斉藤利男『平泉』

 1990年前後における最新の発掘調査に基づいて、平泉政権とは何だったのかを論じている。

 「後三年の役」によって、衣川以北・の津軽海峡以南が、京都政権の版図に組み込まれた。

 それ以前の北東北は「俘囚の地」だったのだが、藤原清衡の段階で、京都政権にとっての「内国」扱いが達成されたということである。

 平泉政権は、京都政権に貢納し、陸奥・出羽の押領使あるいは陸奥守・鎮守府将軍に封せらされる事によって東北支配の正当性を獲得した。
 また、平安時代末期の京都を模倣した都市づくりや寺院建築によって、文化的に京都政権と遜色のないことをアピールした。

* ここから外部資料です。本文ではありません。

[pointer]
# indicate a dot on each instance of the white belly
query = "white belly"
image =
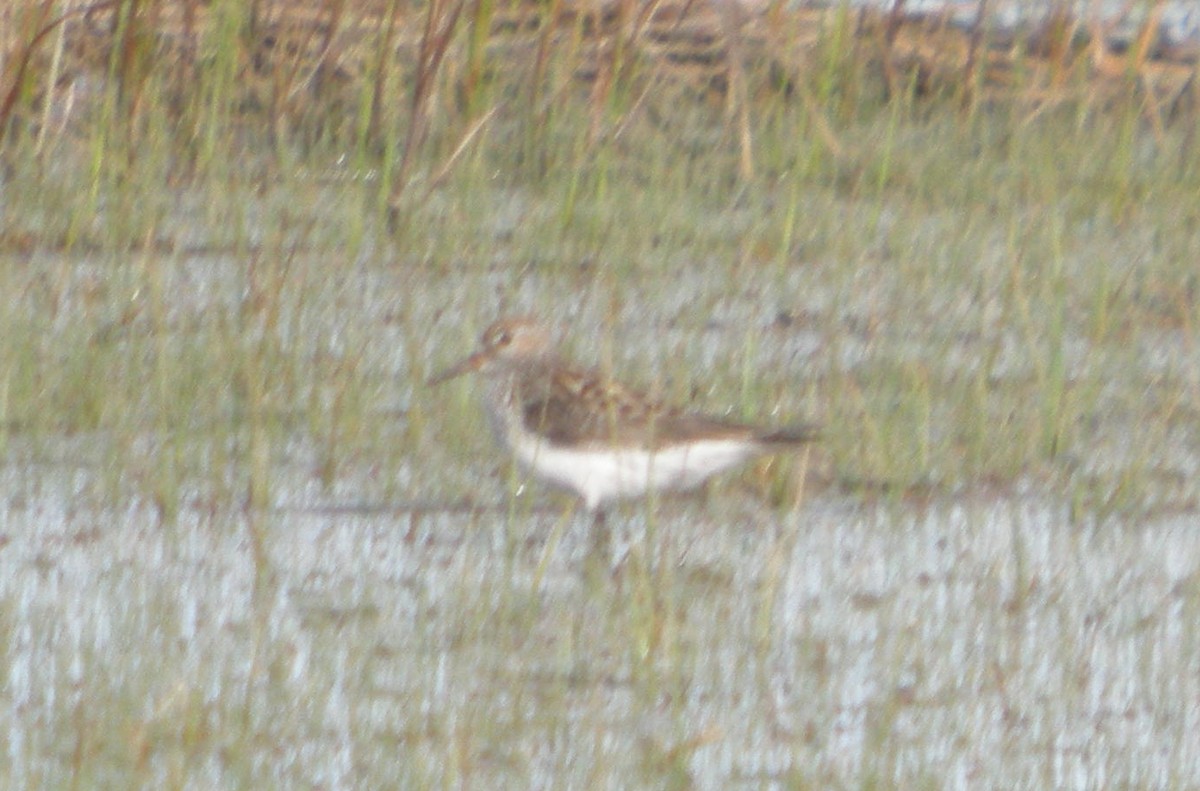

 平泉政権の権力基盤について、本書での追究は十分でない気もするが、白河関から外浜(そとがはま)に至る奥大道や、北上川の舟運、日本海の海運を利用した交易の利が大きかったのではないかと考えられる。

 本書で著者は、東北を支配した平泉政権が、権力関係においても、文化的にも、「中央政府」(京都政権)の支配下にあったと考えておられるようであるが、問題は「支配下にあった」ということの意味である。

 平泉政権は京都政権(のちには鎌倉政権)の官僚だったわけではない。
 むしろ、緩慢な服属関係を結ぶことによって独自の権力を維持しようとする、したたかな戦略を持っていたといえるのではないかと思える。

 平泉政権にとって、もっとも恐るべき敵は、隣接する地方政権に成長した頼朝政権だった。
 そんな平泉政権が存立する上で、京都政権と義経はもっとも重要な大看板になりえた。

 頼朝は、京都政権には平泉政権と手を切らせ、平泉政権に義経を殺害させて、東北を支配下においた。
 平泉政権が滅亡した1189年に至ってようやく、東北は「日本」(とはいえそれは鎌倉政権だったが)に屈服したといえる。